He’s on a show at the moment where he’s locked in something with rats. Julie ran over to me this morning, her boobs punching the air like she couldn’t contain herself. Her excitement was noticeable. She told me all about this show with rats and how he started crying like a baby when one bit him on the lip. He’s going to get voted out, she said. I said how would you like it if a rat bit you on the lip, you stupid bitch. I said go take your headlights somewhere else and I regretted it the moment I said it but she reminded me of all those teachers criticising his reactions to things, and at the back of it all hinting at the threat of expulsion. And what would I do then? He left school of his own accord in the end, they pushed him enough, that’s what they wanted. But he did well, bless him. He fought back, earned lots of fans for a while. I have all the old clippings, the nice ones. I never wanted a life in the public eye for him. Of course I’m embarrassed. He’d been doing so well and then the papers did what they do to everyone who does well. I stopped watching the things he appears on long ago. They’re all these humiliating shows. It’s the makers of those shows we should be ridiculing not the poor souls who have to go on them.

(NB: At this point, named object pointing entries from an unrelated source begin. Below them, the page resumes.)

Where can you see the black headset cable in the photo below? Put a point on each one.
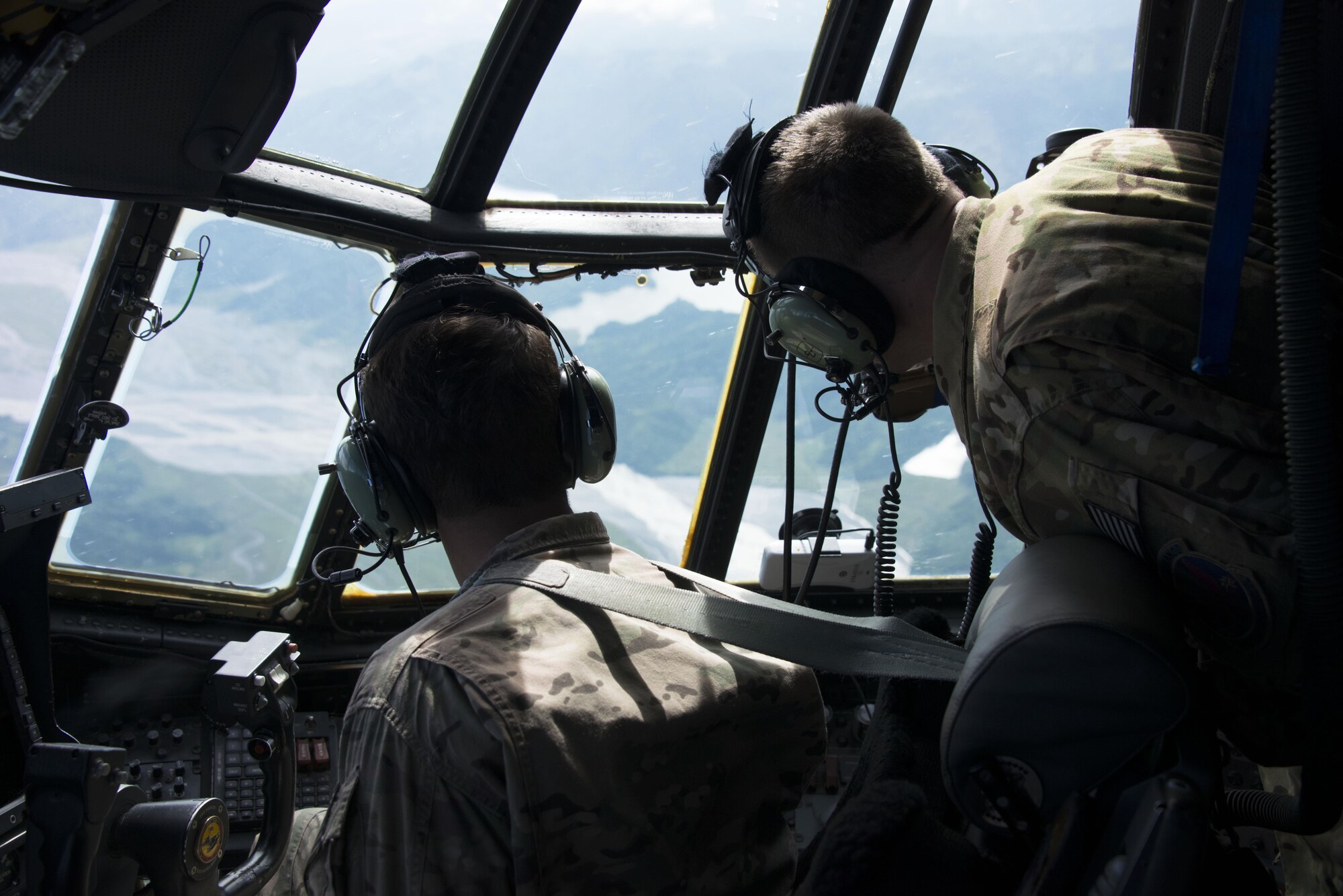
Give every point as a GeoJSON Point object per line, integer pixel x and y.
{"type": "Point", "coordinates": [829, 503]}
{"type": "Point", "coordinates": [789, 472]}
{"type": "Point", "coordinates": [400, 556]}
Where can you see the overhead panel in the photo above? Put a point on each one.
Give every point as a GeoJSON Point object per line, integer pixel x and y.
{"type": "Point", "coordinates": [381, 85]}
{"type": "Point", "coordinates": [170, 102]}
{"type": "Point", "coordinates": [640, 93]}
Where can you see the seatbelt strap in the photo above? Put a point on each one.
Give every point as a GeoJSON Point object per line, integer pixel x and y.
{"type": "Point", "coordinates": [870, 646]}
{"type": "Point", "coordinates": [1238, 184]}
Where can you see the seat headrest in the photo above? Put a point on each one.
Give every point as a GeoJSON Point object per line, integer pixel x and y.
{"type": "Point", "coordinates": [1076, 664]}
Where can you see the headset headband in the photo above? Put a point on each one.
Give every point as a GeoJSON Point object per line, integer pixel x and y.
{"type": "Point", "coordinates": [461, 283]}
{"type": "Point", "coordinates": [739, 166]}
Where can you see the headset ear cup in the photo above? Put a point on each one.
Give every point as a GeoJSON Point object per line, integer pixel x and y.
{"type": "Point", "coordinates": [570, 409]}
{"type": "Point", "coordinates": [588, 421]}
{"type": "Point", "coordinates": [375, 485]}
{"type": "Point", "coordinates": [600, 451]}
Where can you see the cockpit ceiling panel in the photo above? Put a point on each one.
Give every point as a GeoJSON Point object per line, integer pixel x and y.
{"type": "Point", "coordinates": [158, 106]}
{"type": "Point", "coordinates": [381, 85]}
{"type": "Point", "coordinates": [640, 90]}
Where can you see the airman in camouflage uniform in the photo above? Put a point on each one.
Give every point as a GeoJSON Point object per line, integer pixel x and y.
{"type": "Point", "coordinates": [515, 744]}
{"type": "Point", "coordinates": [1067, 317]}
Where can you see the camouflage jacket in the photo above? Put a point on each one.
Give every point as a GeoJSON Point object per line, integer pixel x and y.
{"type": "Point", "coordinates": [512, 744]}
{"type": "Point", "coordinates": [1067, 318]}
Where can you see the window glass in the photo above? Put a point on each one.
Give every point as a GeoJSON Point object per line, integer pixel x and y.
{"type": "Point", "coordinates": [939, 511]}
{"type": "Point", "coordinates": [996, 77]}
{"type": "Point", "coordinates": [48, 244]}
{"type": "Point", "coordinates": [232, 409]}
{"type": "Point", "coordinates": [641, 90]}
{"type": "Point", "coordinates": [379, 87]}
{"type": "Point", "coordinates": [664, 346]}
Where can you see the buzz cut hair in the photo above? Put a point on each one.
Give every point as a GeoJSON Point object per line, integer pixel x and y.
{"type": "Point", "coordinates": [844, 179]}
{"type": "Point", "coordinates": [471, 403]}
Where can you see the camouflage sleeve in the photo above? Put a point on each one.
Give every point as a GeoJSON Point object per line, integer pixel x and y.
{"type": "Point", "coordinates": [421, 808]}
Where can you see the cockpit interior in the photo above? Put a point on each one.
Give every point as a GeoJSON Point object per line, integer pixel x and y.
{"type": "Point", "coordinates": [201, 204]}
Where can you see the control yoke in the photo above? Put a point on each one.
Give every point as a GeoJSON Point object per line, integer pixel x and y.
{"type": "Point", "coordinates": [93, 834]}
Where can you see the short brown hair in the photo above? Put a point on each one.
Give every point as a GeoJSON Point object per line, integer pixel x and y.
{"type": "Point", "coordinates": [844, 179]}
{"type": "Point", "coordinates": [469, 403]}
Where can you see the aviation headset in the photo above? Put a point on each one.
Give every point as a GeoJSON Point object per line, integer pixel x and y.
{"type": "Point", "coordinates": [393, 510]}
{"type": "Point", "coordinates": [827, 314]}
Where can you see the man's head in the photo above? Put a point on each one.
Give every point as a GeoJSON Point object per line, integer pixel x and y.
{"type": "Point", "coordinates": [844, 179]}
{"type": "Point", "coordinates": [469, 401]}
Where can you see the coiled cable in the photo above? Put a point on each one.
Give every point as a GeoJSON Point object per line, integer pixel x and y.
{"type": "Point", "coordinates": [981, 568]}
{"type": "Point", "coordinates": [888, 517]}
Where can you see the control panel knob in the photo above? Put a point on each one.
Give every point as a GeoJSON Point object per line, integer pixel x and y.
{"type": "Point", "coordinates": [261, 749]}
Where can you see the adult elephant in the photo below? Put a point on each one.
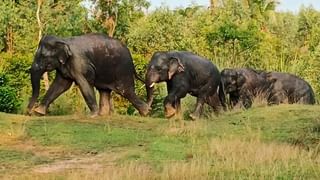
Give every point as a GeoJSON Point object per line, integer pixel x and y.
{"type": "Point", "coordinates": [243, 85]}
{"type": "Point", "coordinates": [184, 72]}
{"type": "Point", "coordinates": [92, 60]}
{"type": "Point", "coordinates": [288, 88]}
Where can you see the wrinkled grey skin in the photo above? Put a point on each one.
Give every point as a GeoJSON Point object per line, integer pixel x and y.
{"type": "Point", "coordinates": [92, 60]}
{"type": "Point", "coordinates": [184, 72]}
{"type": "Point", "coordinates": [288, 88]}
{"type": "Point", "coordinates": [243, 85]}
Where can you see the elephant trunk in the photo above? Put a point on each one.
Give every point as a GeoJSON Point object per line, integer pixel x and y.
{"type": "Point", "coordinates": [36, 74]}
{"type": "Point", "coordinates": [151, 79]}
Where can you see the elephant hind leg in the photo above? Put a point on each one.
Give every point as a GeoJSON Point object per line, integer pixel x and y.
{"type": "Point", "coordinates": [105, 104]}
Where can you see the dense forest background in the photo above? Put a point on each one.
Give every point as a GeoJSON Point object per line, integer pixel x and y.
{"type": "Point", "coordinates": [232, 33]}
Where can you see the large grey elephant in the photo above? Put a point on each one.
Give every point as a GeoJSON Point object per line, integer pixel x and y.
{"type": "Point", "coordinates": [92, 60]}
{"type": "Point", "coordinates": [288, 88]}
{"type": "Point", "coordinates": [243, 85]}
{"type": "Point", "coordinates": [184, 72]}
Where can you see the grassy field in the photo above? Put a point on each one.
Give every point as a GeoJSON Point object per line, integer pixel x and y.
{"type": "Point", "coordinates": [279, 142]}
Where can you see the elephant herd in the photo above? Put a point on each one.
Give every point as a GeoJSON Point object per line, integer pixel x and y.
{"type": "Point", "coordinates": [98, 61]}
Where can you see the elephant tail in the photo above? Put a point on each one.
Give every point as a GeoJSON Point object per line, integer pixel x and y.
{"type": "Point", "coordinates": [138, 77]}
{"type": "Point", "coordinates": [222, 96]}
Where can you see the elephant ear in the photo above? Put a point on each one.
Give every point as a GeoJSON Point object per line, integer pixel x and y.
{"type": "Point", "coordinates": [240, 79]}
{"type": "Point", "coordinates": [175, 66]}
{"type": "Point", "coordinates": [65, 51]}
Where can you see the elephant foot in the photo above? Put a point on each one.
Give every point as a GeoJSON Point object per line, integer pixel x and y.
{"type": "Point", "coordinates": [194, 116]}
{"type": "Point", "coordinates": [40, 110]}
{"type": "Point", "coordinates": [169, 111]}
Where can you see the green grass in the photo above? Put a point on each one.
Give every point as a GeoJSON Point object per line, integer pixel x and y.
{"type": "Point", "coordinates": [85, 136]}
{"type": "Point", "coordinates": [279, 142]}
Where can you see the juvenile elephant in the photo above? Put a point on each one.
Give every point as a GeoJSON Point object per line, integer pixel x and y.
{"type": "Point", "coordinates": [92, 60]}
{"type": "Point", "coordinates": [243, 85]}
{"type": "Point", "coordinates": [184, 72]}
{"type": "Point", "coordinates": [288, 88]}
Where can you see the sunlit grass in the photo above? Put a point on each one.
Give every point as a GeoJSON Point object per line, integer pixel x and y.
{"type": "Point", "coordinates": [277, 142]}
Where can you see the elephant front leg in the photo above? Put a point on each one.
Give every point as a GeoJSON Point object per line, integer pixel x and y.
{"type": "Point", "coordinates": [172, 103]}
{"type": "Point", "coordinates": [87, 92]}
{"type": "Point", "coordinates": [105, 102]}
{"type": "Point", "coordinates": [199, 107]}
{"type": "Point", "coordinates": [58, 86]}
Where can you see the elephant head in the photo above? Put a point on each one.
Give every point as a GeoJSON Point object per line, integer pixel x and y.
{"type": "Point", "coordinates": [232, 80]}
{"type": "Point", "coordinates": [162, 67]}
{"type": "Point", "coordinates": [52, 53]}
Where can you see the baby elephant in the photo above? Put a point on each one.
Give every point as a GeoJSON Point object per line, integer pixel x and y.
{"type": "Point", "coordinates": [288, 88]}
{"type": "Point", "coordinates": [243, 85]}
{"type": "Point", "coordinates": [184, 72]}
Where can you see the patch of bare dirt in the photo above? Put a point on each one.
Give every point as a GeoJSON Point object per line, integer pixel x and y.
{"type": "Point", "coordinates": [93, 163]}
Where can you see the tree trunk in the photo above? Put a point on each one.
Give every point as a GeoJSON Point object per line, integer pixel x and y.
{"type": "Point", "coordinates": [45, 75]}
{"type": "Point", "coordinates": [9, 39]}
{"type": "Point", "coordinates": [213, 5]}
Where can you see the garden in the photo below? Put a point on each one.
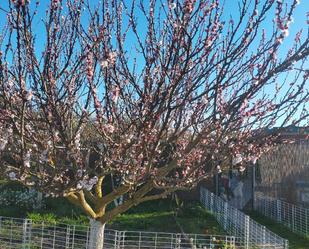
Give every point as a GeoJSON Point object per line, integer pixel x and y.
{"type": "Point", "coordinates": [109, 109]}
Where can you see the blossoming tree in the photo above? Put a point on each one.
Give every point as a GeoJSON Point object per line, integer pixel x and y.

I wish he’d just come home to Tex and me.

When I was a little girl I lived in a small village near The Burren. I wish my son could have had the upbringing I had. I used to climb up there, on The Burren, and walk about and look at the wildflowers growing in the limestone. It was good to get away from people. Sometimes you’d find bones up there. I remember finding an altar made with the stone and these little candles and dried bones arranged on top like there’d been some sort of ceremony. I told my Dad and he said, “Oh yes, that was probably Mr Buckley. He sacrifices rats in the hope it does some good.” Even as a little girl I knew there are all sorts of sacrifices that go on.

The Author: Simon Webster is an Irish writer whose stories have appeared in many journals including Visual Verse, Ellipsis Zine and The Fiction Pool. He is also editor of The Cabinet Of Heed literary journal. Some of his shorter work can be found at You can follow him on Twitter @MrSimonWebster.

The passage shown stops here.